うちの子たちの中学入試振り返りと、その後の学生生活でのあれこれを、時系列はばらばらですが気侭に書き散らかしています。

大手病

明けましておめでとうございます。

今年も統一日まであと2週間ですね。もうここからは体調管理が一番難しいと思います。どうぞどのお子さん全力が尽くせますように。

 

年末のある夜リビングのソファで転寝から覚めたときに、テレビで流れていた番組で聞こえてきた言葉です。大手病。

あー…なんか遠い昔に聞いたことある響き。

 

取り上げていた例はかなり極端でした。

○東大に進学した眼鏡をかけた真面目で素朴な男の子。

○入学してすぐに誘われて入ったインカレサークル(男子は東大生のみ、女子は東大以外のみ)で青田買い女子にモテまくる。

○学校生活を送るなかで数ヶ月のうちに都会的なオシャレな男性に激変。

○先輩やクラスメートのつてを使って"楽に"単位を取ることを覚える。

○塾講師か家庭教師で"楽に"お金を稼ぐことを覚える。

○自分に"東大生なんだから"というプライドを持つ。

そんな彼は就職活動で、"東大生なんだから"となんの分析もなく大手ばかりを受けて、ことごとく不採用。

就職浪人をモラトリアム期間だと親には言い訳し、翌年再就職活動でさすがに中小企業にもターゲットを広げて内定もらったものの、いざ働いてみたら東大未満の大学卒(と彼が見下していた)上司からの小言に耐えきれず、退職。そして東大出た自分が評価されない事にひきこもりになってしまう…なんてストーリー。

極端だけど、いる。こんな人。

確かに、実のない外側だけの自信にまみれた学生なんて、たとえ東大卒でもむしろ東大だからこそ不要だよなぁと思いました。だって理屈くさくて態度デカくて使いにくいから。
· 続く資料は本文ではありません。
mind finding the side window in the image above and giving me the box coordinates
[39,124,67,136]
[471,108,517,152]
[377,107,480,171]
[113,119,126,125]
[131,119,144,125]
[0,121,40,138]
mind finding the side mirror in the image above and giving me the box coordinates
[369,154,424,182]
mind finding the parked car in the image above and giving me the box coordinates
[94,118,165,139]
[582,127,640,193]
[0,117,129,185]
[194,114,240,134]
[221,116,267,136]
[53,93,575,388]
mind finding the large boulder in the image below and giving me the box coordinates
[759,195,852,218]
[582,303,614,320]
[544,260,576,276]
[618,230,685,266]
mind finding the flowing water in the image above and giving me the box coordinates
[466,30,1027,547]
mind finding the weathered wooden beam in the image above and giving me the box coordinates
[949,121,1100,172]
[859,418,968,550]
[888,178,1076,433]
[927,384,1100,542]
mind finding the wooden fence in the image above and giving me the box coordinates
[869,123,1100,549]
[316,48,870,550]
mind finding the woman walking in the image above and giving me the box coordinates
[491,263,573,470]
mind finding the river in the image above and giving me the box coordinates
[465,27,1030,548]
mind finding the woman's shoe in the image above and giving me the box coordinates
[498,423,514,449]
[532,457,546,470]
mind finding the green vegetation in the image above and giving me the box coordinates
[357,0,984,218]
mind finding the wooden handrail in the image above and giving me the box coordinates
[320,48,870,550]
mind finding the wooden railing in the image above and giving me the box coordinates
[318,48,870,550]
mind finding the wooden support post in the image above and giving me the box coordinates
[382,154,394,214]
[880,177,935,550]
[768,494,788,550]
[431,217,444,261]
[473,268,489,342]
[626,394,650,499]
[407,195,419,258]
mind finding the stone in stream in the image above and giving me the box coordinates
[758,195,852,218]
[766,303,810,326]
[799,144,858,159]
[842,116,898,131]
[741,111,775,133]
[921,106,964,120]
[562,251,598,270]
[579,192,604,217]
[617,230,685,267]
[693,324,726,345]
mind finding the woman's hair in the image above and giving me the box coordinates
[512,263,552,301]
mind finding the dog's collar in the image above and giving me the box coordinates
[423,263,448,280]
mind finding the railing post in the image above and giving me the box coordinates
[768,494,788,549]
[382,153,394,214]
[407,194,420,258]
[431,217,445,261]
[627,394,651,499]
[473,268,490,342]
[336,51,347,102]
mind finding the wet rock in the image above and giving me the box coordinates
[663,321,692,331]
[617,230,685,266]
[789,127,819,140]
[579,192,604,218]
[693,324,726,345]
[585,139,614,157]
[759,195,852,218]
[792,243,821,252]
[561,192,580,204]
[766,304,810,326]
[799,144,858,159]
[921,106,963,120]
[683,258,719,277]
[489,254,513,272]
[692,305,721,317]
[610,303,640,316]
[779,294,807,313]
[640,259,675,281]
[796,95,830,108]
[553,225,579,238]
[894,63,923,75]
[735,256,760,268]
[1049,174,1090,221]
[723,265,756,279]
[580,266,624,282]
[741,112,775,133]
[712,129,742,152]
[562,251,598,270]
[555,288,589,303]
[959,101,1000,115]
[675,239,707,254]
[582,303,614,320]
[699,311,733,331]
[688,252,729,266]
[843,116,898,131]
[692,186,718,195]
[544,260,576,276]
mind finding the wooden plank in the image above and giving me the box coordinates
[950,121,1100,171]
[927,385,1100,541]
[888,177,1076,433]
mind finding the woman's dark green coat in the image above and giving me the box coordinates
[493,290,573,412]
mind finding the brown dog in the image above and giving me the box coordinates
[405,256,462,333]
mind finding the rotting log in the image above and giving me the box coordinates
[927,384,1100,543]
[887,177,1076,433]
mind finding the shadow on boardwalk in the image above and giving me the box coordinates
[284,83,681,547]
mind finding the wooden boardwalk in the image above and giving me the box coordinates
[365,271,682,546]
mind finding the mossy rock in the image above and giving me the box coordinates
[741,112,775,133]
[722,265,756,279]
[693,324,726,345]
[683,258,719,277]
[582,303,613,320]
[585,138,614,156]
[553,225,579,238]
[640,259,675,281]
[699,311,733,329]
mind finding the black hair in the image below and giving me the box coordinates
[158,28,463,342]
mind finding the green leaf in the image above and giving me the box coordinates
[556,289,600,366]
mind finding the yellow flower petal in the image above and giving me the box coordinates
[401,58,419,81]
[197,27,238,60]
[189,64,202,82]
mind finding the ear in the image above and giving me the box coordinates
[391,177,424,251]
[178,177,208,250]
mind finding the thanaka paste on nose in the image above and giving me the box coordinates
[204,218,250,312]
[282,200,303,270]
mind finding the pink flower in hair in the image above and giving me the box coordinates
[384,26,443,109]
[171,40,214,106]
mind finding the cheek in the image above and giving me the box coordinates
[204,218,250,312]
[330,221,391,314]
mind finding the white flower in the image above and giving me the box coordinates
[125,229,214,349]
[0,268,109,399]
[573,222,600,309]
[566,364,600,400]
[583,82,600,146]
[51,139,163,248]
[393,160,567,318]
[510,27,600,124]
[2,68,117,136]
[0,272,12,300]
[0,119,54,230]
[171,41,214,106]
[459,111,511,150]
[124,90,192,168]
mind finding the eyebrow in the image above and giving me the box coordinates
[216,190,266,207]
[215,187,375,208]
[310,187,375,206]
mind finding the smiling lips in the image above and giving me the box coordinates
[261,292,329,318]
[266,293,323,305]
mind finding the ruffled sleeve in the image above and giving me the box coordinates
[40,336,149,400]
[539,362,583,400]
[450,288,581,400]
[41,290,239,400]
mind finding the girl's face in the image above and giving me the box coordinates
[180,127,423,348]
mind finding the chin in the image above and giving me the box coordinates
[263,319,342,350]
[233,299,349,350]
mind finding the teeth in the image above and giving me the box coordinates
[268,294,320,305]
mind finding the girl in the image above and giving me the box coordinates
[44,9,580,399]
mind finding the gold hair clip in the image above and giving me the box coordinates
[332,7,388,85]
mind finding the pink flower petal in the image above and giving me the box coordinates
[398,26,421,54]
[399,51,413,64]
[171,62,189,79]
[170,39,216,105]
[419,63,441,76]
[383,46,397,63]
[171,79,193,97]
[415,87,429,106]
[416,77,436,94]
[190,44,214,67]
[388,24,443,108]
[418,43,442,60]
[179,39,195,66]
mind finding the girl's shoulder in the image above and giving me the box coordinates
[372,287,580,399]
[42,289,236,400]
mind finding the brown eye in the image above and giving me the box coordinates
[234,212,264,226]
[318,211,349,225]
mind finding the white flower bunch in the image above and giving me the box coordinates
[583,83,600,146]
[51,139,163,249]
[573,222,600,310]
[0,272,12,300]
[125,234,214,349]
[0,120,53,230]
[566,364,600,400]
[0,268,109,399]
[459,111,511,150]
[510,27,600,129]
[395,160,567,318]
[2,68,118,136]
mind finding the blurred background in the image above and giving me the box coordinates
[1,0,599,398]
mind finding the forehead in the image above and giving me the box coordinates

うちの子たちもそうなる可能性がある分、ヤバいかもしれない…‼︎。私の危機感はむしろここ。東大、京大でなくとも、人に誇れる大学に努力して入れてしまったら、このリスクは同時に発生するかもしれないのです。

 

私の勤め先にも東大・京大をはじめ、一橋や早稲田卒など新卒の子が配属されますが、カッコよくスタイリッシュで難解な仕事を初っ端から任せてもらうなんていうことは、まずない。上司から下りてきた仕事はなんでもやらなくてはなりません。それこそ資料作成から宴会の取りまとめまで。

夫が最初にいたメーカーは、理系総合職は大学院で修士号までとっている必要がありますが、メーカーだからこそ研修後は全員工場の生産ラインに配属されて高卒・高専卒で叩き上げで働いてきた古参の社員に現場を学ぶそう。そこには旧帝大大学院卒へのリスペクトなんて、無し。いかに現場のおっちゃん職人に可愛がってもらえるか、です(出世についてはまた別観点)。

昭和の体質はいまだおそらく多くの企業で健在で、まだまだ泥臭く働かなければなりません。いかに周りの人間と上手くやるかだなぁと、彼らの苦労を傍観していてつくづく思います。ちなみにこれ、今まで働いてきた会社(パート先、派遣先)全てそうでした。CMで見かけるし、新卒人気トップ50は入るような会社もあり、日系企業である限り似たり寄ったりかもと思うに至りました。

そして大人はそんな新入社員の過程を通過してきているから、社会人はそんなものって知っています。知らずに直面した子達が上手くやっていけるか否か。強かに切り抜けるか、自分も楽しむか、素直に上司に指示を仰ぐか。

 

プライドは時に自分を動かして、鼓舞してくれる源にもなりますが、土台あってこそ。土台も芯もない虚なプライドは、すぐに侵食されてしまう脆いものです。それは私の実体験。いやというほど中身のなさを自覚した時期があり、価値観が45度くらい変わりました。だからこそ、学生時代に大学名だけのプライドを内側に溜め込んだ人ほど、理不尽な社会人の波を泳ぎ切るのは難しそうに思います。

 

卒業大学(高校も、大学院も)は過去の栄光。

経歴も研究も、過去のものは通過点。

見つめる先が未来であれば、なにが大事でなにが不要か、その自信は現在も持っていて良いものか、風化しかけていないか見極められるようになるのではないでしょうか。

私の尊敬する山中教授だって、iPS細胞を作ったという過去ではなく、いかに現場で使えるようにするかという未来を見据えて活動されてる。

と、くどくどわが子に話をしてます。

娘はインカレサークルの人数構成あたりで男女差別と怒るのでいつも別の論議に脱線しますが、息子はだまーって聞く。あんたの方が頑固な分むしろ心配なのよ、母は。